シート全体で0を見せる必要がない場合には手早く設定できますが、手入力した0も計算結果の0もすべて見えなくなるため、ほかの人がファイルを編集するときに混乱する可能性があります。
特定の表だけを整えたい場合には、シート全体の設定変更よりも、IF関数や表示形式を使うほうが管理しやすいです。
条件付き書式で文字色を白にする方法
条件付き書式で「0の場合は文字色を白にする」という方法もありますが、基本的にはおすすめしません。
背景が白の表では0が消えたように見えますが、セルの背景色を変えたり印刷設定を変更したりすると、意図しない見え方になることがあります。

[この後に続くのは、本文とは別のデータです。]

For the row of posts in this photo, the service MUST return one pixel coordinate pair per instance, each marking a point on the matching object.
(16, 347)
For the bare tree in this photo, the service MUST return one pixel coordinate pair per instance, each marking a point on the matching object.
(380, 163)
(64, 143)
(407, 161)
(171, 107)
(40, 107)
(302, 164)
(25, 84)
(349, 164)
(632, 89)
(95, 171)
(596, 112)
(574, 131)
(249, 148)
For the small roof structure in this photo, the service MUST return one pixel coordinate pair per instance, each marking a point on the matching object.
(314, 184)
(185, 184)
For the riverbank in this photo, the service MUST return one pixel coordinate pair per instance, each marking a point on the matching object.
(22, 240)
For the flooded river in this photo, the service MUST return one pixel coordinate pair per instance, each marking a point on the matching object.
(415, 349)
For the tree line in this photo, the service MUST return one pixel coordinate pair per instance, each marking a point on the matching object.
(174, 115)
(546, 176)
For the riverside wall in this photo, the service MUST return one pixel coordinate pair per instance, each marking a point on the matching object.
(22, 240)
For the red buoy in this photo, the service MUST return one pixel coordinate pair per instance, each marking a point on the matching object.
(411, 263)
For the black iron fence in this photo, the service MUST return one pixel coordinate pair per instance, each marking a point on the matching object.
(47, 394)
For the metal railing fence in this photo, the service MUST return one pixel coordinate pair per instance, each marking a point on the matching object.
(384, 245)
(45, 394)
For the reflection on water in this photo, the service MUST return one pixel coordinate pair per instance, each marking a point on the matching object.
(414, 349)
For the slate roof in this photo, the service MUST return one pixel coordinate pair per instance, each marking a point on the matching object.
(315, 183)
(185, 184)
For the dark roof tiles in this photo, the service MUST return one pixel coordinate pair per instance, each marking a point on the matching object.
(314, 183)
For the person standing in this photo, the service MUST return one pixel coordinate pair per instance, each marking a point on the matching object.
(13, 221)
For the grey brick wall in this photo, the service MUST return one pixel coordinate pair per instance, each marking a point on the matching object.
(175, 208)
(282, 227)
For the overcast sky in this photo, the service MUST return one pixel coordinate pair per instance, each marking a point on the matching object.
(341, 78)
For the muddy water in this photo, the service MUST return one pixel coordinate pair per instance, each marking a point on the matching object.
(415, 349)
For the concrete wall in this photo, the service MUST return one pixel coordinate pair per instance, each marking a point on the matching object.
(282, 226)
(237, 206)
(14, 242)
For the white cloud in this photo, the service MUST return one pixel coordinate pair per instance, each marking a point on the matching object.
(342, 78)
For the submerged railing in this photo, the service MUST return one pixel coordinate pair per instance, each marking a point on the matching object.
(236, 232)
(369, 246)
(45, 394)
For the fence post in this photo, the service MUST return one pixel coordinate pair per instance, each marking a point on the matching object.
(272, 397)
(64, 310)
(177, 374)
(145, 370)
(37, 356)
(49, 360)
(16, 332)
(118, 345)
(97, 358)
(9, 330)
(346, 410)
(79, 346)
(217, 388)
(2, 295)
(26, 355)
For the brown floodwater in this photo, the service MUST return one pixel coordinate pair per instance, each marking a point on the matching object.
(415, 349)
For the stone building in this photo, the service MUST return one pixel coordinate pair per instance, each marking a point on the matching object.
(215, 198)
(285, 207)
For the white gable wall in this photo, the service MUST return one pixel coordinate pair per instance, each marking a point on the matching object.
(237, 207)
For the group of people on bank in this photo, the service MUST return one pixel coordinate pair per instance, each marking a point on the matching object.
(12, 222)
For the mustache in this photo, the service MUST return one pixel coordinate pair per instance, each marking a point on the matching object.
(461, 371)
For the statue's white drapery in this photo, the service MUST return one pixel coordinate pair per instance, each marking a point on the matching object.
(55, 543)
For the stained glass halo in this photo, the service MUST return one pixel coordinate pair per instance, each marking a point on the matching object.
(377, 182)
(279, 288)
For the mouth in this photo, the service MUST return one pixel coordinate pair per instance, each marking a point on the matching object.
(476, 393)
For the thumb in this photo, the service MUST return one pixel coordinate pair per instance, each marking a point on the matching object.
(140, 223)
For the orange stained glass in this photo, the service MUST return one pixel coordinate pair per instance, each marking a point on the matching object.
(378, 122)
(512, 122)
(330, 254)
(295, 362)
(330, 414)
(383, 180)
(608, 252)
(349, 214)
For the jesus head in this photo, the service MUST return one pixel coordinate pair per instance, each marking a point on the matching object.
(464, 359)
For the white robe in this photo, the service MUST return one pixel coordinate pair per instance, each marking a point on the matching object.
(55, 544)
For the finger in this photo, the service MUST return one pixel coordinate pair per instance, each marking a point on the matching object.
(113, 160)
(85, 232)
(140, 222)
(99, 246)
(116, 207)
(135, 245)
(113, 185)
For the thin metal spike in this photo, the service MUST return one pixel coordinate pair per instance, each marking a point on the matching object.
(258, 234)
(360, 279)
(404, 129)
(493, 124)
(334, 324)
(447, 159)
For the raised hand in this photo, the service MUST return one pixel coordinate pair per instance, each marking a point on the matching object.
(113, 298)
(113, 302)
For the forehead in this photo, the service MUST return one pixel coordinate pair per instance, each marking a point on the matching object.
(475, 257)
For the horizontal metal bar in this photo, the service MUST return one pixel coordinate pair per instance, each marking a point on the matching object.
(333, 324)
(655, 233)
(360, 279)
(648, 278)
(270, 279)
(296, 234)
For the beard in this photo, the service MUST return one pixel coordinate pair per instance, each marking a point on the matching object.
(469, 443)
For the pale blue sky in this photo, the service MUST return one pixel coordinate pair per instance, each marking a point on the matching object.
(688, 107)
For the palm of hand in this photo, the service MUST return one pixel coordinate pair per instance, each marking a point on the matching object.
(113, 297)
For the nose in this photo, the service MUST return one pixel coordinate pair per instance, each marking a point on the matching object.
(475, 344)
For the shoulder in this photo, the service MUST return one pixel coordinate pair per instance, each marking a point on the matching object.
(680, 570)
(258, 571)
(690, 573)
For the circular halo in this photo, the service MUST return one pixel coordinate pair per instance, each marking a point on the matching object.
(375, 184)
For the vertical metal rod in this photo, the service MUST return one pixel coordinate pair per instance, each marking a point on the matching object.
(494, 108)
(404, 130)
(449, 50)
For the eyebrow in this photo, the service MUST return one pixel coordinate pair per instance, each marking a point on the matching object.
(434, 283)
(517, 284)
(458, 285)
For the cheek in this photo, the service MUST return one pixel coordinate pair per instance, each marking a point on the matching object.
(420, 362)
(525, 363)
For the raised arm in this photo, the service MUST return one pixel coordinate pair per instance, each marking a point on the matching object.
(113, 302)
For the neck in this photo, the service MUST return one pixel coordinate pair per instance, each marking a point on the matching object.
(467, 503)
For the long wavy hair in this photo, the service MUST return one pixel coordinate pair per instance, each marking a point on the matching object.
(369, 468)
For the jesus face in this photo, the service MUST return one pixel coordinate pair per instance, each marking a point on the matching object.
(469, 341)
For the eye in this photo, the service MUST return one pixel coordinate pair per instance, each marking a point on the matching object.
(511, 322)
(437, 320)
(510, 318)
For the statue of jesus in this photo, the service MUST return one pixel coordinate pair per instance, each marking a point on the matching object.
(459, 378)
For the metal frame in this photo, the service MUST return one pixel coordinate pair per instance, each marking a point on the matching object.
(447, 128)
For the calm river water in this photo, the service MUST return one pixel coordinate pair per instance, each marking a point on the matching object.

条件付き書式は強調表示には便利ですが、0を非表示にする目的では、IF関数や表示形式のほうが意図を管理しやすい方法です。
使い分けの目安
– **計算式の結果そのものを条件で出し分けたい** → IF関数
– **値は0のまま残して見た目だけ隠したい** → 表示形式
– **シート全体で0を一括非表示にしたい** → Excelオプション
特に、**「計算結果が0だったら空白にしたい」**という場合は、まず「=IF(計算式=0,””,計算式)」を基本形として覚えましょう。
未入力行だけを空白にしたいときは「=IF(参照セル=””,””,計算式)」を使うと実務に応用しやすくなります。
表の見やすさだけでなく、0が持つ意味や後続の集計への影響も考えて設定すれば、見た目と正確性の両方を保ったExcel表を作成できます。
ぜひ試してみてください!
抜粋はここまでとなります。